Sœur Désirée-des-Anges me grondait, quand elle se réveillait, mais aussitôt qu’elle se rendormait, je reprenais mon livre.

Peu à peu une douce amitié nous avait liées ; le rideau blanc ne séparait plus nos lits pendant la nuit ; la gêne s’en était allée d’entre nous, et toutes nos pensées nous étaient communes.

Elle avait une gaieté fine, qui ne s’altérait jamais.

Une seule chose lui paraissait ennuyeuse dans la vie : c’était son costume de religieuse. Elle le trouvait lourd et incommode ; elle disait avec une expression de lassitude :

— Quand je m’habille, il me semble que je me mets dans une maison où il fait toujours noir.

Elle s’en débarrassait très vite le soir, et elle était tout heureuse de marcher dans la chambre en costume de nuit.

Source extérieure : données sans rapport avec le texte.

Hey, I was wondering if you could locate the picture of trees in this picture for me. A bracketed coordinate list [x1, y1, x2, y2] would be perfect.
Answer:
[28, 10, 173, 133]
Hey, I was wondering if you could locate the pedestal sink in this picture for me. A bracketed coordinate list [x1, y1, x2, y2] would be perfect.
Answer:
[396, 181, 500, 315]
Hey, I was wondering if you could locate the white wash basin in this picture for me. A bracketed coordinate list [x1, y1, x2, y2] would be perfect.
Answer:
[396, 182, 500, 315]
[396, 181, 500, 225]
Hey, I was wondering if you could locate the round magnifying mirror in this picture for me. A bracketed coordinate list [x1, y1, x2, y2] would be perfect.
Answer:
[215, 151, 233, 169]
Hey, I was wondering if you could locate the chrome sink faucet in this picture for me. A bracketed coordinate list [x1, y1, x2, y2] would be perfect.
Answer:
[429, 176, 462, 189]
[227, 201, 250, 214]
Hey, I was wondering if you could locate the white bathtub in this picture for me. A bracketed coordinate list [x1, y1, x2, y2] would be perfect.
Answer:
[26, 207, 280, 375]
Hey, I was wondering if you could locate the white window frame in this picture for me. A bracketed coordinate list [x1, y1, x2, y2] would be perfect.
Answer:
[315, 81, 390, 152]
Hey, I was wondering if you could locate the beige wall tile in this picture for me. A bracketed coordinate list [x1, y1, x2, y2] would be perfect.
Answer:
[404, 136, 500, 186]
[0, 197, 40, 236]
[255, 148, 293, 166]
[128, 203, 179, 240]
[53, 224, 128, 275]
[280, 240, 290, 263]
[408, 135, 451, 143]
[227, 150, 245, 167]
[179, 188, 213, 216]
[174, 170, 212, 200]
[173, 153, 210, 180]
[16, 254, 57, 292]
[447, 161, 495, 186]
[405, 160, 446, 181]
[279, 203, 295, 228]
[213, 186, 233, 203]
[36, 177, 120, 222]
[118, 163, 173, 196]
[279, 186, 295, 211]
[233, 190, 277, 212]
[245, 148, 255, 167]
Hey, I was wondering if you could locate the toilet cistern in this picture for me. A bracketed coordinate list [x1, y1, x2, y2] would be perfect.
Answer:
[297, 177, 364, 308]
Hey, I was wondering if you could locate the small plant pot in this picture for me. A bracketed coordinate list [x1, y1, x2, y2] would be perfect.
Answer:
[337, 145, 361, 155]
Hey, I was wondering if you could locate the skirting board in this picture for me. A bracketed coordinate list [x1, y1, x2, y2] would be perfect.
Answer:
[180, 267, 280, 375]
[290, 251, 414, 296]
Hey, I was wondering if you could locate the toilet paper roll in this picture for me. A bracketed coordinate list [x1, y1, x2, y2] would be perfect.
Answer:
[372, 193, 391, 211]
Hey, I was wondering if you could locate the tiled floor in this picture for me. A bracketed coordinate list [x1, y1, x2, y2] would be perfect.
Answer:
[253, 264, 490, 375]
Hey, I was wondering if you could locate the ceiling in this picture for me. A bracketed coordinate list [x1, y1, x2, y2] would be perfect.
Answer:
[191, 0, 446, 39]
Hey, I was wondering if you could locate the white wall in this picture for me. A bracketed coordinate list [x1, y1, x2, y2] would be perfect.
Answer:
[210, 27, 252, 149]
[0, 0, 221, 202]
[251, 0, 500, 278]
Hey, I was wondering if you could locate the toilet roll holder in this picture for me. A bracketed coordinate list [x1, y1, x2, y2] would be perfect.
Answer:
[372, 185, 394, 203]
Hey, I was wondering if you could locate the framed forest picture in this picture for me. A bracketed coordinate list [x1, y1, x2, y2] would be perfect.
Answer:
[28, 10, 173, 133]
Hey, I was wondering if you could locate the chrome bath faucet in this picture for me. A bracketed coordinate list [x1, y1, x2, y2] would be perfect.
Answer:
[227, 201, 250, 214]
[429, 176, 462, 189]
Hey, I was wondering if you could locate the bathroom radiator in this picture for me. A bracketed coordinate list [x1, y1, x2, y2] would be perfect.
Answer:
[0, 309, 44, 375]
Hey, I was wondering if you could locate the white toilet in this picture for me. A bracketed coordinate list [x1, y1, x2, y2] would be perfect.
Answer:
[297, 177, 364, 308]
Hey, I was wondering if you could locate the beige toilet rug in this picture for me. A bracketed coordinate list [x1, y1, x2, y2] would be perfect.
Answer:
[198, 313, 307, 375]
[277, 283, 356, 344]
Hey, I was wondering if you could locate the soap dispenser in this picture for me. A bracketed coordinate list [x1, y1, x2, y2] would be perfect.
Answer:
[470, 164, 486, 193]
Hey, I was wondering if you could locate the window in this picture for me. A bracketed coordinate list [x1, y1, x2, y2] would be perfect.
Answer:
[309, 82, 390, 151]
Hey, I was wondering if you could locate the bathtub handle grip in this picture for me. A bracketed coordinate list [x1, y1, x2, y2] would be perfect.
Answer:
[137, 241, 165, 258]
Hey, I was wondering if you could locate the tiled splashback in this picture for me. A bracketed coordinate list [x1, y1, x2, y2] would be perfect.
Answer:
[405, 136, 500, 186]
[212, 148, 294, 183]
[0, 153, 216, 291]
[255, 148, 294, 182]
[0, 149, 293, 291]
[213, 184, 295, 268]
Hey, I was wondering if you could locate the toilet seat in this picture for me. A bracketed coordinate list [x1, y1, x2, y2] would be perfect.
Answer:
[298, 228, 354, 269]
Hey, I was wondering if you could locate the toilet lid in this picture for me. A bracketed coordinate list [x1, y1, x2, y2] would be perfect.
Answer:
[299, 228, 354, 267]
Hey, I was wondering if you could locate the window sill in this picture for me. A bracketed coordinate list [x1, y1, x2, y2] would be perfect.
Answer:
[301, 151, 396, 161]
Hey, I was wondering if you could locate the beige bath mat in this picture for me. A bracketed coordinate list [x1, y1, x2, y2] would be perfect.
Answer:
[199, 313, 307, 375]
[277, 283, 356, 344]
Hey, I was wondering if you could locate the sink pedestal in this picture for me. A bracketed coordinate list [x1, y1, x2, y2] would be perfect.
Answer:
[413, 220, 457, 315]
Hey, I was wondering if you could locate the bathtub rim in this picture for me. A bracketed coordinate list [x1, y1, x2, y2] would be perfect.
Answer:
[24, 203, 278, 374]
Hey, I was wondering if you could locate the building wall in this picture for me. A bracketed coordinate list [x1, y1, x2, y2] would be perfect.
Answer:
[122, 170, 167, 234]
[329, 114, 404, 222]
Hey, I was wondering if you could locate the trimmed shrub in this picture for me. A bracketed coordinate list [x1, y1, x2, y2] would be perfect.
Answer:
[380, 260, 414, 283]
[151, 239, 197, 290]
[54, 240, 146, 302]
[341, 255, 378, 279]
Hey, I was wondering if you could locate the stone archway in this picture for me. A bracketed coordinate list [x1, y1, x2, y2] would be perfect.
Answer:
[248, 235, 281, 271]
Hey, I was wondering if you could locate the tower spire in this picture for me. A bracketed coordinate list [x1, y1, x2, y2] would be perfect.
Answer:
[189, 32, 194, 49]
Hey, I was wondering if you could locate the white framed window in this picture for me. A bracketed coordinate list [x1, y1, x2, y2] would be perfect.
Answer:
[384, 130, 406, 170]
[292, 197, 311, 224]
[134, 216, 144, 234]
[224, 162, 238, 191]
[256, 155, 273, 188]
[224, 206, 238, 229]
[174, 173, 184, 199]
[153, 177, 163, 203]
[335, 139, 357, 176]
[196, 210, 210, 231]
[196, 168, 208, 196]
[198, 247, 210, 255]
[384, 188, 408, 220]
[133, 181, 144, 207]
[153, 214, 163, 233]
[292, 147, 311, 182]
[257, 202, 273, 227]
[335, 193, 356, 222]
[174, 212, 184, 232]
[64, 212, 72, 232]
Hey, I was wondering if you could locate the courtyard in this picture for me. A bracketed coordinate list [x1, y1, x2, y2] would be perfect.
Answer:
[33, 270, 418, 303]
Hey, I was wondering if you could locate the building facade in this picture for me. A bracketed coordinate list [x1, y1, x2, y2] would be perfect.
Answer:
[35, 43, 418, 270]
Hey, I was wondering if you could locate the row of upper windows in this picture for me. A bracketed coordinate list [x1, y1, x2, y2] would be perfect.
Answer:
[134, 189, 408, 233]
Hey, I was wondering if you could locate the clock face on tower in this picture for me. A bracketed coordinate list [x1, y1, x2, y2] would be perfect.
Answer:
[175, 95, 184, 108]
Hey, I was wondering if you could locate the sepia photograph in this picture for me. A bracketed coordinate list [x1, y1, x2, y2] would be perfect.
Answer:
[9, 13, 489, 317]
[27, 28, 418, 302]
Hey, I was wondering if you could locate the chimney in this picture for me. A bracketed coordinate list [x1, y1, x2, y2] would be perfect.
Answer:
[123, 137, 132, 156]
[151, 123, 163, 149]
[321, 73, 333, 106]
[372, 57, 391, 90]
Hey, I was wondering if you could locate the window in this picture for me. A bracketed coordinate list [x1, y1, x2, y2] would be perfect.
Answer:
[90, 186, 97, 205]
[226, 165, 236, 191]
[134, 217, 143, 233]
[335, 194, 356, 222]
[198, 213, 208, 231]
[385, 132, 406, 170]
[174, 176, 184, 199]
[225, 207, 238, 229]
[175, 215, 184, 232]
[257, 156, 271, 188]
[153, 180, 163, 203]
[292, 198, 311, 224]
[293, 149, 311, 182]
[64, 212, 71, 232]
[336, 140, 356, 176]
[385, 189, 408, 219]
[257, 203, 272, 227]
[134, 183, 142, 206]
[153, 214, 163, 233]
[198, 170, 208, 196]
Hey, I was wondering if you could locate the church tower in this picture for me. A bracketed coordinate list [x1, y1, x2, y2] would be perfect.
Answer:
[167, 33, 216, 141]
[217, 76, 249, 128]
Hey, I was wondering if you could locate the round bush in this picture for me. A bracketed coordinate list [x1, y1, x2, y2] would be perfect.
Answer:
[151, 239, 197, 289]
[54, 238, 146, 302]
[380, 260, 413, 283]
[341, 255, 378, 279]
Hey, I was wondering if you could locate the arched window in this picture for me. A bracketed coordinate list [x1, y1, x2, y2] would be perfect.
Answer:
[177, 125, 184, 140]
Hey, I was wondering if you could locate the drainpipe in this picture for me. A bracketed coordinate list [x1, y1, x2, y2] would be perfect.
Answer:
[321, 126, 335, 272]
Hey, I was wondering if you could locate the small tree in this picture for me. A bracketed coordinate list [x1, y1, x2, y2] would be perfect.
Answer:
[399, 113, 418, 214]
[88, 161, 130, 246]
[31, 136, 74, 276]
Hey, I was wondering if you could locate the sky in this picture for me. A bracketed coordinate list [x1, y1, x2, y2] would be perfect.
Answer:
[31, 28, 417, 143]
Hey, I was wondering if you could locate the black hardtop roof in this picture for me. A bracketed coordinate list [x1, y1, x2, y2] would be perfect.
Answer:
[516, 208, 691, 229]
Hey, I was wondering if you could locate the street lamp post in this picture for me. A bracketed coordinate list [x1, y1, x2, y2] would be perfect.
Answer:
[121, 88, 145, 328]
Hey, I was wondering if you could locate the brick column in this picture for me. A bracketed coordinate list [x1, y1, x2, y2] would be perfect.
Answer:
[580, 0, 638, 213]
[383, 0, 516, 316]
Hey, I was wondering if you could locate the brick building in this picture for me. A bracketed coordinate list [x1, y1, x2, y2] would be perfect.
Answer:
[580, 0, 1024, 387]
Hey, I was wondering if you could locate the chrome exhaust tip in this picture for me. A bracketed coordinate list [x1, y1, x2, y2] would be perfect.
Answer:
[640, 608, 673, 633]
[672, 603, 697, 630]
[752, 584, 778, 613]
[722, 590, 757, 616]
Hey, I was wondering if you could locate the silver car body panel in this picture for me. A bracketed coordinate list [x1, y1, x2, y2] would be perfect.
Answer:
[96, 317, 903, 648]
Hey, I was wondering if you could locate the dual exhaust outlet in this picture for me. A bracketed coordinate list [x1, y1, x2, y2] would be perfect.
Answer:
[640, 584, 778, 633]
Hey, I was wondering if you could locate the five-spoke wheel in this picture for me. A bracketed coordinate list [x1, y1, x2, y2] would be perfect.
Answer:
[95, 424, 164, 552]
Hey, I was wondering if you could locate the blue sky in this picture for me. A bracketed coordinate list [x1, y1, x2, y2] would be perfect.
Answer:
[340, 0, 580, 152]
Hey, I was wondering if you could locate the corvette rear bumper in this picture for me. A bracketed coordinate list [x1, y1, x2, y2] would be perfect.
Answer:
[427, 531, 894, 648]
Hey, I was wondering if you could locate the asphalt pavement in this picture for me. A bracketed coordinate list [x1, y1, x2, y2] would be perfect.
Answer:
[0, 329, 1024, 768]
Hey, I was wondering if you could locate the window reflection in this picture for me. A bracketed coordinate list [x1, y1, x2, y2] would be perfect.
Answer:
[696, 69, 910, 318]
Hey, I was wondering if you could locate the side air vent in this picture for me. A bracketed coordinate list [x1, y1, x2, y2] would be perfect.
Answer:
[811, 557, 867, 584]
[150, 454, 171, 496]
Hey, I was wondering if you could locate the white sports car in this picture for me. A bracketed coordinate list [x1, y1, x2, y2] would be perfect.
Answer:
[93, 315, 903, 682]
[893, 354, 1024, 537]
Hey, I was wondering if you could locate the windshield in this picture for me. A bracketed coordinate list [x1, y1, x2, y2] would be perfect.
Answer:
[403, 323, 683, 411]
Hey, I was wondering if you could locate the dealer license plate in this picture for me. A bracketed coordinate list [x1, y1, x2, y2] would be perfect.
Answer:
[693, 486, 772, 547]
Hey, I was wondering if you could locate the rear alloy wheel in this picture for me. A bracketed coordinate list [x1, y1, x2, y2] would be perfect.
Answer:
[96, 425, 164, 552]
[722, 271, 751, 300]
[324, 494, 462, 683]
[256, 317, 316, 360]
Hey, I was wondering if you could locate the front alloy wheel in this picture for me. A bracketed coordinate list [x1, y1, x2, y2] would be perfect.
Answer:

Elle disait avec sa petite moue :

— Je commence à m’y faire, mais dans les premiers temps la cornette m’écorchait les joues, et la robe me tirait les épaules en bas.

Au printemps, elle se mit à tousser.

Elle avait une petite toux sèche qui ne se faisait entendre que de temps en temps.

Son corps long et fin parut encore plus fragile. Elle gardait toute sa gaieté ; elle se plaignait seulement que sa robe devenait de plus en plus lourde.